Centex Construction Products is a bulk producer of cement and wallboard (sheetrock). A spinoff of Centex Corp. in 1994, CXP has grown Sales at a rate of 16% over the last 5 years. 5 year EPS have increased 42% over 5 years, with the larger margin over sales partly due to decreased amount of shares available, as the company has repurchased over 5 million shares since 1994. Growth in sales and EPS have been steady year to year, with revenues increasing from 336 million in 1999, to 418 million at end of fiscal year 2000. CXP has upgraded production capabilities at 2 of its wallboard plants and 2 of its cement operations. The future estimates of most analysts for this company's growth rate are not positive in the coming year.

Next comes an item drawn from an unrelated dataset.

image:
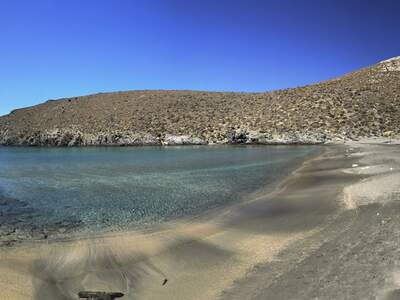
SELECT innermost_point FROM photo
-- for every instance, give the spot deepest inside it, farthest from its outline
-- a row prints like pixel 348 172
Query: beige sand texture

I believe this is due to rising interest rates in the past, which obviously affects construction as a whole. Even if interest rates continue to rise (doesn't look like it!), CXP should still be able to continue its growth for several reasons; #1 CXP bought approximately 12% of its cement from other wholesalers last year, this translates to less profit due to lower profits margin. This was largely due to the major renovation done to the Laramie WY plant, which kept the plant shut down for over a month in peak season. #2 Public works construction (things our tax dollars pay for! i.e. highways, public buildings...), accounts for 52% of cement comsuption in the U.S. This is reinforced by the Bill Congress passed in 1998, allotting 218 billion for spending on highways over 6 years. Also, consider that approximately 28% of the concrete used (per Portland Cement Assoc) in the U.S. in 1999, was imported. This wasnt due to cheaper import prices, but the fact that U.S. producers cannot keep up with demand. With all this going for CXP, consider it has a measly $320,000 in LTD, with 96 million in cash, has increased its production capabilites, and has grown steadily in the last 5 years in a very competitive industry. It has a solid cash flow, with a price/free cash flow of 4.65, which is about 7 times less than the industry average, its 5 year average of EBITD of 37% is better than the industry's of 24%.

Catalyst

With better long and short term growth rates than it's peers, a P/E of about 1/2 the industry average, and a stellar balance sheet, it's only a matter of time before the stock price catches up to the companys worth.